En données désaisonnalisées (selon la BNS), les chômeurs inscrits sont au nombre de 116'207 en janvier 2009 – 100'133 en août 2008 – et les demandeurs d’emploi inscrits en janvier 2009 atteignent 180'287 (143'549 en août 2008). Le nombre de personnes en sous-emploi [7] progresse de même. Au deuxième trimestre 2008, il était de 275'000 (237'000 en 2004). La pente du chômage sera donc fort inclinée. Et la «consom­mation des ménages» s’en ressentira. Le retournement des immatriculations de véhicules nouveaux, dès fin 2007, en est un signe annonciateur. Au quatrième trimestre 2008, la consommation des ménages est quasi plane (+0,1%).

La relance des salaires

Au moment où la récession frappe les esprits, les «pertes» des banques et des assurances reprennent de plus belle. Autrement dit, la récession va encore faire exploser des «mauvaises dettes», celles du secteur financier, mais aussi des «bonnes dettes», hier, d’entreprises. La «descente aux enfers» de l’UBS – et d’autres – n’est pas terminée.

Dans ce contexte, le premier plan de sauvetage pour les salarié·e·s consiste à s’organiser afin de chercher à s’opposer aux choix du patronat et de son gouvernement. Choix illustrés par l’hommage dithyrambique rendu aux contre-réformes Hartz IV en Allemagne par la NZZ (30.01.2009). La BCE (Banque centrale européenne) «exhorte à serrer la vis aux salaires et aux dépenses publiques» (Financial Times, 27.02.2009).

C’est, de fait, le programme du Conseil fédéral et d’economiesuisse. Or, les salaires réels annuels n’ont augmenté, de­puis 1990, que de 0,4% en moyenne; contre 1,6% au cours des 20 années précédentes. Le salaire dans toutes ses dimensions – direct, allocations chômage, retraites, etc. – doit donc augmenter. Ce plan de relance là exige une action préparée et coordonnée de tous les salarié·e·s. Dans une telle période, il n’y aura pas de compromis concrets de la part du Capital. Par contre, les «discours» sur le rôle de la «paix sociale» pour sauvegarder la compétitivité se multiplieront.

1. Sur l’analyse de la crise du capitalisme international, nous renvoyons à la revue trimestrielle La brèche (1 à 4). Le numéro 5, premier trimestre 2009, portera aussi sur ce thème. De plus, on peut également consulter le site alencontre.org.

2. Par suraccumulation, il faut entendre une situation où il y a une masse importante de capitaux qui ne peuvent être investis au taux de profit moyen qu’attendent leurs propriétaires.

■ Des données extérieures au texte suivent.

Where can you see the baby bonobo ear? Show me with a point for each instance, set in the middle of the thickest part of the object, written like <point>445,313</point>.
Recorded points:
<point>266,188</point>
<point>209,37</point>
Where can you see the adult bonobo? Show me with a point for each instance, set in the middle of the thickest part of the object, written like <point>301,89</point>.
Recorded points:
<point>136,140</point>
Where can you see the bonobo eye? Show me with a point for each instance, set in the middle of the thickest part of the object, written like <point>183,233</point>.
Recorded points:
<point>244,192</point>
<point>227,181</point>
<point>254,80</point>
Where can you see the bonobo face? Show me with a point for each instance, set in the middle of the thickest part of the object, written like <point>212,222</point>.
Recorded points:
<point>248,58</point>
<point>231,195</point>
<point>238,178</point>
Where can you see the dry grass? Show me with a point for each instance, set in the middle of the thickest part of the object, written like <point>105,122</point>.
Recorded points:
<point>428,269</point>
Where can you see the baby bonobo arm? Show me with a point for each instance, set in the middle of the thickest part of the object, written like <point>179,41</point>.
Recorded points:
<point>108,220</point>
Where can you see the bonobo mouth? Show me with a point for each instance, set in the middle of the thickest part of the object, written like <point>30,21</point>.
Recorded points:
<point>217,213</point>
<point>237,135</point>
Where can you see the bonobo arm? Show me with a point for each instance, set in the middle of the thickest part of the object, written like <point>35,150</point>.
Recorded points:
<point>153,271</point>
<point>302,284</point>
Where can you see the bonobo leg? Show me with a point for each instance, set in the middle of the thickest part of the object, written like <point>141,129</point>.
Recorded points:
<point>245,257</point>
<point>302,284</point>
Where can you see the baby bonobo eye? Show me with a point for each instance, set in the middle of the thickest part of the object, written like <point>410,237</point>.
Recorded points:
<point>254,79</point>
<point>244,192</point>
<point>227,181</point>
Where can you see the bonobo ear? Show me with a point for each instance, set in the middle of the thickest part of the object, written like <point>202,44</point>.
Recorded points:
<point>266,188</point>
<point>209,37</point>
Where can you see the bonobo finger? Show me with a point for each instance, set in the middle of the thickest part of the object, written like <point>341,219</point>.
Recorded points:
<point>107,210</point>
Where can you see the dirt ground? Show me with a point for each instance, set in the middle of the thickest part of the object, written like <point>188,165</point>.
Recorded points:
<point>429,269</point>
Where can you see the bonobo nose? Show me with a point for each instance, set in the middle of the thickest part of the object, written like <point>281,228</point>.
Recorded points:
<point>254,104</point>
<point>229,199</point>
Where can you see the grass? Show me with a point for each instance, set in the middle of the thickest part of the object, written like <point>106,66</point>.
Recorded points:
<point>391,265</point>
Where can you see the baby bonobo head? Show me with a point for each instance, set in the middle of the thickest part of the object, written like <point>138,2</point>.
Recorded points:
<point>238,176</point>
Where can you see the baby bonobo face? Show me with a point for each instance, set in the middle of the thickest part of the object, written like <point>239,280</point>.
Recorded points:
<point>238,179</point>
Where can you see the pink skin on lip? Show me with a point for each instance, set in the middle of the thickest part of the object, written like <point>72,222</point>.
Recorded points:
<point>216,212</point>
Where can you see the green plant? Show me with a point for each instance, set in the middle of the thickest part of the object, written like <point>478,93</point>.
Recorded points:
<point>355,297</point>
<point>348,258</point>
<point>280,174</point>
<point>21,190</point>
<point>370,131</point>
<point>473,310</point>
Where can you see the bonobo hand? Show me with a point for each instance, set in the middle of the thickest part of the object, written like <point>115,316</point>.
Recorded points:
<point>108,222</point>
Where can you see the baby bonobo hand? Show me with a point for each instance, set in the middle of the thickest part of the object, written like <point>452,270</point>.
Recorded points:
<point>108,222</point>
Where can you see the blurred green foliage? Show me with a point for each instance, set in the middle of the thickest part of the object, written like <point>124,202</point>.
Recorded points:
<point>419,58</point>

3. Le système socio-productif du capitalisme helvétique possède sa spécificité, comme d’autres. Mais ces spécificités s’expriment dans le cadre con­traignant du capitalisme mondialisé. Et le système est travaillé par les contradictions «invariantes» de la reproduction du capital.

4. Contraction de la production, de l’investissement, de la consommation des ménages, faillites, montée du chômage, etc.

5. La capitalisation boursière s’obtient en multipliant la valeur des actions cotées en Bourse par leur nombre.

6. La titrisation permet aux banques et à des institutions financières de transformer des crédits en titres de type obligataire (obligation) négociables sur le marché. Lorsque les prix de l’immobilier américain ont commencé à décliner, des failles puis un écroulement ont frappé la pyramide des crédits titrisés.

7. C’est-à-dire des personnes actives occupées qui ont une durée de travail inférieure au 90% de la durée normale; qui souhaitent travailler plus et sont disponibles dans les trois mois pour un taux d’occupation plus élevé.